Falamos em demasia e dizemos muito pouco.

Nossos ouvidos estão atordoados por tantas vozes vazias.

Onde estará aquele sussurro amigo, junto ao nosso ouvido, na paz de uma escrivaninha, enquanto que, através da janela, os últimos raios de sol despejam-se no horizonte? Restaram ecos. Ecos em consonância a um melancólico suspiro.

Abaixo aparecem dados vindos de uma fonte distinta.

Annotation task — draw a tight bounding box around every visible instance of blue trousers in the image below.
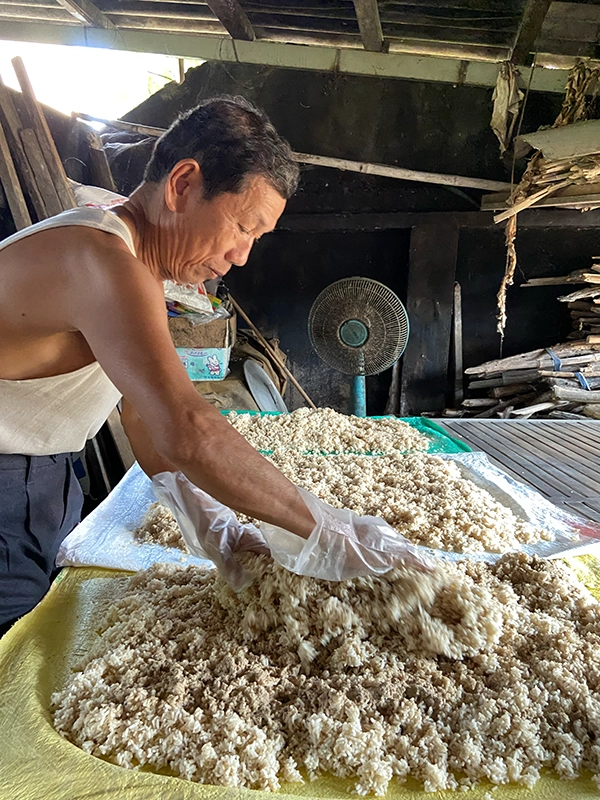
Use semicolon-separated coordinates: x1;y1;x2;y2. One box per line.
0;453;83;635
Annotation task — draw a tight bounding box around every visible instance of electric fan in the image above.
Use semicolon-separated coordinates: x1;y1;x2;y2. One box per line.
308;278;409;417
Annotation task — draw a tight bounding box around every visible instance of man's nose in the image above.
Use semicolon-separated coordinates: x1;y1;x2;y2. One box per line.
225;242;253;267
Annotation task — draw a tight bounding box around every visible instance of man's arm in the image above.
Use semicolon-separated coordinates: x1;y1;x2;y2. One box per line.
68;241;314;538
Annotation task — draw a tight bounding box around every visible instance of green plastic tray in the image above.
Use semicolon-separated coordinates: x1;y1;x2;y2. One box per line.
221;410;471;455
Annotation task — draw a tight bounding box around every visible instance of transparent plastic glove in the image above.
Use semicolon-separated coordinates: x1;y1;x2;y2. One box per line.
261;487;434;581
152;472;269;592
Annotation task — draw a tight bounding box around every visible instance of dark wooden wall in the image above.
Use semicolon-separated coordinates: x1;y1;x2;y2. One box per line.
109;63;600;414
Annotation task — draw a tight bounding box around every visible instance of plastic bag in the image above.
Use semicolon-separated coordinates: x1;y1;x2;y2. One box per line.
152;472;269;592
261;488;434;581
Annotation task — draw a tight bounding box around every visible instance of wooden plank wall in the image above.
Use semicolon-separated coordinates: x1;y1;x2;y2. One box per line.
400;219;459;417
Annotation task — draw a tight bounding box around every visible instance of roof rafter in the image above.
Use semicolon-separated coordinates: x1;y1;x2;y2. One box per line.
58;0;115;30
206;0;256;42
353;0;383;53
510;0;552;67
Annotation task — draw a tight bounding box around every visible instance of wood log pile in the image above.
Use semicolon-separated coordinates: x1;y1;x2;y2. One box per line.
0;57;115;230
443;340;600;419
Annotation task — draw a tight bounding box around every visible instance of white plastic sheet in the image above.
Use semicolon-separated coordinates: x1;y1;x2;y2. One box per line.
56;453;600;570
56;463;212;572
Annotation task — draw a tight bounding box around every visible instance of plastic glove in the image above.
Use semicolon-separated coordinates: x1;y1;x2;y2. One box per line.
261;487;434;581
152;472;269;592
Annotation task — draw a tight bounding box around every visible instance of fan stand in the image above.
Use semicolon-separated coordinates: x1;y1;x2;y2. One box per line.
352;375;367;417
339;319;369;417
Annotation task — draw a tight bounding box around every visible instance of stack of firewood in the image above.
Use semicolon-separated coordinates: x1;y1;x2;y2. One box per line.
444;340;600;419
521;256;600;344
0;58;114;230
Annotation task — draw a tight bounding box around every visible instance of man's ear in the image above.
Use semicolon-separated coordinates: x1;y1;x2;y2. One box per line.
165;158;202;213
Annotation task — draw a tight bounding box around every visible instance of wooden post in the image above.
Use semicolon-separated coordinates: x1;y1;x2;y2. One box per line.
0;78;48;220
354;0;383;53
12;56;76;213
452;281;465;407
400;218;459;417
0;120;31;231
20;128;64;217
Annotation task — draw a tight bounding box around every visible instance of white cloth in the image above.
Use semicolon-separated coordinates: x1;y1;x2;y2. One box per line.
0;208;135;456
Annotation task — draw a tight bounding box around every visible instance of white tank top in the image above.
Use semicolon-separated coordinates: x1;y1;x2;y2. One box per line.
0;208;135;456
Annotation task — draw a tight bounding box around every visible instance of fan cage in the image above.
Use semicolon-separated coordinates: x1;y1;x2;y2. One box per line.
308;277;409;375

É o progresso... ... é pena.

E, assim, mais uma noite chegará a trazer os sons de grilos e o cintilar solitário das estrelas.

NOTA DO AUTOR: Esta pequena reflexão foi escrita em 06.01.2016. Sobre a correspondência, eu gosto de mencionar um artigo intitulado "Escrever Cartas uma Arte Esquecida", de Flora Rheta Schreiber, publicado em "Seleções do Reader's Digest" (março de 1961), onde a autora conclui: "... Reler essas cartas, recordando as emoções tranquilamente, é um infinito consolo que permite recapturar o passado sem perder-me nele e voltar para casa com marcos a indicar o caminho".